Two research instruments were used in the study: two paper-and-pencil tests and two questionnaires. Each will be briefly explained.

2.1 Tests

The 1986 and 2005 versions of the CASEEEDC test were selected for this study to gauge how much this test has changed over 19 years. The compositions of the two versions with the rubrics are provided in Tables 1 and 2. For a full version of each test, refer to Appendix A and Appendix B.
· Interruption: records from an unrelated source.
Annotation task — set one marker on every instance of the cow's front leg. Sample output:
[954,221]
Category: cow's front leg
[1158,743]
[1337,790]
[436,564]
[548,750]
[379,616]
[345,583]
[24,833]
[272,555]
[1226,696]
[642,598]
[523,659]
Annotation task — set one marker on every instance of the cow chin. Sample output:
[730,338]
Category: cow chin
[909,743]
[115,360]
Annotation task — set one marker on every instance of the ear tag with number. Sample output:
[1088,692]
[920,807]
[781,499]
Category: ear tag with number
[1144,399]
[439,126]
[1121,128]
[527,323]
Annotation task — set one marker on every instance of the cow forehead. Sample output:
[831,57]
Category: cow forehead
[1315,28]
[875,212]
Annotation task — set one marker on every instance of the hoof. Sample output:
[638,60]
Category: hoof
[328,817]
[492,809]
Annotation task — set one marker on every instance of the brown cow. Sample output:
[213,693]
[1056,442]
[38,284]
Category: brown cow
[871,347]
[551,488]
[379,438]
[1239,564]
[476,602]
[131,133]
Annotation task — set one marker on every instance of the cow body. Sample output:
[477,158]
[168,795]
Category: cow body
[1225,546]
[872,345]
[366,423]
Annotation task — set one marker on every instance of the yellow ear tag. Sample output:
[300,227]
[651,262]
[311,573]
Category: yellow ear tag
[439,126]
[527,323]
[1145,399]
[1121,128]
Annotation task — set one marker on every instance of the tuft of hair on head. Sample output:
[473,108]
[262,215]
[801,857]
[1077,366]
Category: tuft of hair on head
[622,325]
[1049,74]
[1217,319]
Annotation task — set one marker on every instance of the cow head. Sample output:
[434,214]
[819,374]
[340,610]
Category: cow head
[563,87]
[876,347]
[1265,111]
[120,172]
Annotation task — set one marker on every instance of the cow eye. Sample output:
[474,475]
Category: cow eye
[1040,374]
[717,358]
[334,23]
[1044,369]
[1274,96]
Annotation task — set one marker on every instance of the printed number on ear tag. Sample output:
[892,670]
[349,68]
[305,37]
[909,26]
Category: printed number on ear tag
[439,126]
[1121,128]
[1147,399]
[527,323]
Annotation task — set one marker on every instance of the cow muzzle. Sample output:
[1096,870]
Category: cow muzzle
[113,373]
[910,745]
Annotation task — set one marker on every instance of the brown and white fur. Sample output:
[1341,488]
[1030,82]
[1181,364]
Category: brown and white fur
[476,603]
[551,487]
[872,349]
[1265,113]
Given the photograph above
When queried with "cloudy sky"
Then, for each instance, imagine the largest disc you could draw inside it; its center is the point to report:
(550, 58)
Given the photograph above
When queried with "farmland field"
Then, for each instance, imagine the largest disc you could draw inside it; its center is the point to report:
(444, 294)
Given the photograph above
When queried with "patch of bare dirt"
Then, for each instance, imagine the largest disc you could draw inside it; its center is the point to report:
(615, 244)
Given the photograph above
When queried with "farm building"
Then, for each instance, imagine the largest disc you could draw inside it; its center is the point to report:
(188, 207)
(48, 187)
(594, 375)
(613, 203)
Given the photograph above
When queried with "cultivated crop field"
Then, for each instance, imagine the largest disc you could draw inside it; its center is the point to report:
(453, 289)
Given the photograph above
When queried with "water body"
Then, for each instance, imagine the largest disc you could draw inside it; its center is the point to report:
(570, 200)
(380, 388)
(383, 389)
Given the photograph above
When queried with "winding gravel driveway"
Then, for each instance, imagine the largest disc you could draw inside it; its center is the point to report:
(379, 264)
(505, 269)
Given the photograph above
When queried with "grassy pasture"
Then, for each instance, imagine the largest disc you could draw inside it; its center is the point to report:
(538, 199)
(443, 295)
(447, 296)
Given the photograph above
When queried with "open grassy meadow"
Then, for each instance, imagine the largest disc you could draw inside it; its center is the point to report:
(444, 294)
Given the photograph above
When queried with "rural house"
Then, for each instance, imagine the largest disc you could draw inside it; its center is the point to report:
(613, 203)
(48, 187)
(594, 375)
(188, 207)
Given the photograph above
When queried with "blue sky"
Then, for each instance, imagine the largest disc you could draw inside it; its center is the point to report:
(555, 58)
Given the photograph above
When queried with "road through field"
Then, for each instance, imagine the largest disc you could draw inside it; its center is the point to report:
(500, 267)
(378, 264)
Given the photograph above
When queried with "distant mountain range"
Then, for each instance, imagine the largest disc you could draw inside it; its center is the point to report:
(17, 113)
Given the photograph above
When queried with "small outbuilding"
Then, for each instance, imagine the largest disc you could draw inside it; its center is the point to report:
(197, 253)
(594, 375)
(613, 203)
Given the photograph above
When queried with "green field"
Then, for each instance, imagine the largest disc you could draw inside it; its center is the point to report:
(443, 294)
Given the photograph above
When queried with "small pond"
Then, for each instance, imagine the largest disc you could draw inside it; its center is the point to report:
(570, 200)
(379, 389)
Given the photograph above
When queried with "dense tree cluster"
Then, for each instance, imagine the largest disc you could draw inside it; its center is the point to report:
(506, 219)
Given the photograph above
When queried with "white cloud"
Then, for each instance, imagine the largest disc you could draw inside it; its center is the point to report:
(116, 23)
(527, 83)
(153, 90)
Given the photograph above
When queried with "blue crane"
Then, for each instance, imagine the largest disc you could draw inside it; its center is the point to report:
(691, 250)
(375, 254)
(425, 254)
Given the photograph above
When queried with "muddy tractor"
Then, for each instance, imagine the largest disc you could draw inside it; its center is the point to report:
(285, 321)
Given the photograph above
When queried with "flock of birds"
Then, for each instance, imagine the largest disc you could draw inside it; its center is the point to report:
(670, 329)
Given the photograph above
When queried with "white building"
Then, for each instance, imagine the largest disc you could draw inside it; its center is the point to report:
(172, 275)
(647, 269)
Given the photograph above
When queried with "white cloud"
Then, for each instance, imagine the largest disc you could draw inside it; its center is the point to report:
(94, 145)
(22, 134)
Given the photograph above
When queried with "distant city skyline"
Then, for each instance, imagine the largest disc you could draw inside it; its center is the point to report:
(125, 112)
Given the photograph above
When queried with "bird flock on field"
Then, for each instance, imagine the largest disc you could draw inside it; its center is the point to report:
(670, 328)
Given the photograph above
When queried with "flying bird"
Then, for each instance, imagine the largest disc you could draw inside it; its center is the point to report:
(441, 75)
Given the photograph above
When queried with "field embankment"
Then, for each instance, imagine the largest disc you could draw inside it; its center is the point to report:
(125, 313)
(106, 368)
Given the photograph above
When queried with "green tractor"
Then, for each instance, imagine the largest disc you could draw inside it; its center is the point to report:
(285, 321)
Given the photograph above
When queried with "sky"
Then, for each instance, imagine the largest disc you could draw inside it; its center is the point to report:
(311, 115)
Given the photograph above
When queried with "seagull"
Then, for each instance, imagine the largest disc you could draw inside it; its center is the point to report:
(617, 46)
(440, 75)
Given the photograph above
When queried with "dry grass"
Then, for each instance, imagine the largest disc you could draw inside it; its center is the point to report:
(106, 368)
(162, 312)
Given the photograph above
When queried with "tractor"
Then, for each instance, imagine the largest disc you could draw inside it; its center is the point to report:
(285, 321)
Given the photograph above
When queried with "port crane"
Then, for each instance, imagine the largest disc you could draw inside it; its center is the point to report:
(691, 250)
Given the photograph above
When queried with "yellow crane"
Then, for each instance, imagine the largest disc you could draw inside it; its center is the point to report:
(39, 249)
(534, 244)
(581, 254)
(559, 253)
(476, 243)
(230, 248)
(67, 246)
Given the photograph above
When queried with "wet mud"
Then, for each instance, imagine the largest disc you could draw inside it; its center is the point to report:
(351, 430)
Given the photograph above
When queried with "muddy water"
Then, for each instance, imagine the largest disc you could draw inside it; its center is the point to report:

Tables 1 and 2 outline the basic structure of both versions. Structurally, the 2005 test varies from the 1986 test in five ways:

The introduction of new 10-point listening and translation sections.
The deletion of the former 25-point structure section.
The reduction in weight of the cloze and writing sections.
A reduction in the number of overall test items from 101 to 91.
An increase in the overall test time from 130 minutes to 180 minutes.
A reduction in the total score of the whole test from 120 to 100 points.

[ p. 3 ]

Table 1. A structural overview of the 1986 CASEEEDC test

Section	Sub-Section	Item types	Points	Item number (k)	Time
I. Structure	A	MCQ	13	13	20 minutes
I. Structure	B	MCQ	12	12	20 minutes
II. Vocabulary	A	MCQ	10	10	25 minutes
	B	MCQ	8	8
	C	blank filling	7	7
III. Cloze		blank filling	20	20	20 minutes
IV. Reading		MCQ	30	30	50 minutes
V. Writing		extended essay	20	1	35 minutes
TOTAL:			120	101	150 minutes

Table 2. A structural overview of the 2005 CASEEEDC test

Section	Sub-Section	Item types	Points	Item number (k)	Time
I. Listening		MCQ	20	20	20 minutes
II. Vocabulary		MCQ	10	20	15 minutes
III. Cloze		MCQ	15	15	15 minutes
IV. Reading		MCQ	30	30	60 minutes
V. Translation		Sentence level translations	10	5	30 minutes
VI. Writing		extended essay	15	1	40 minutes
TOTAL:			100	91	180 minutes

2.2. Questionnaires

Two questionnaire surveys were distributed after the tests. The first consisted of four participant profile questions and nine questions with a 5-point Likert scale that focused on the participants' perception of the individual sections of the test in terms of the facility level and other factors. A complete version of this Chinese questionnaire is in Appendix C.

The second questionnaire consisted of three parts. The first two parts were similar to the questionnaire in Appendix C, but the third part (Questions 12 to 13) asked participants to compare the 1986 version and the 2005 version of the CASEEEDC. This Chinese questionnaire appears in Appendix D.

3. Data collection

On October 30, 2006, the 1986 test was distributed to the respondents. The examinees were given 150 minutes to finish that test and five minutes to complete the questionnaire in Appendix C. One week later they received the 2005 test papers and they were given 180 minutes to finish the exam and 7 minutes to complete the questionnaire in Appendix D.

4. Data analysis

All the test scores and data from questionnaires were input into Excel^® and SPSS^® for computation and statistical analysis to see how these two versions of the test differed.

[ p. 4 ]

Results

The raw data from this study is in Appendix E, online at www.jalt.org.test/jz_1ApE.htm. Research findings from the statistical analysis are summarized in the following sections.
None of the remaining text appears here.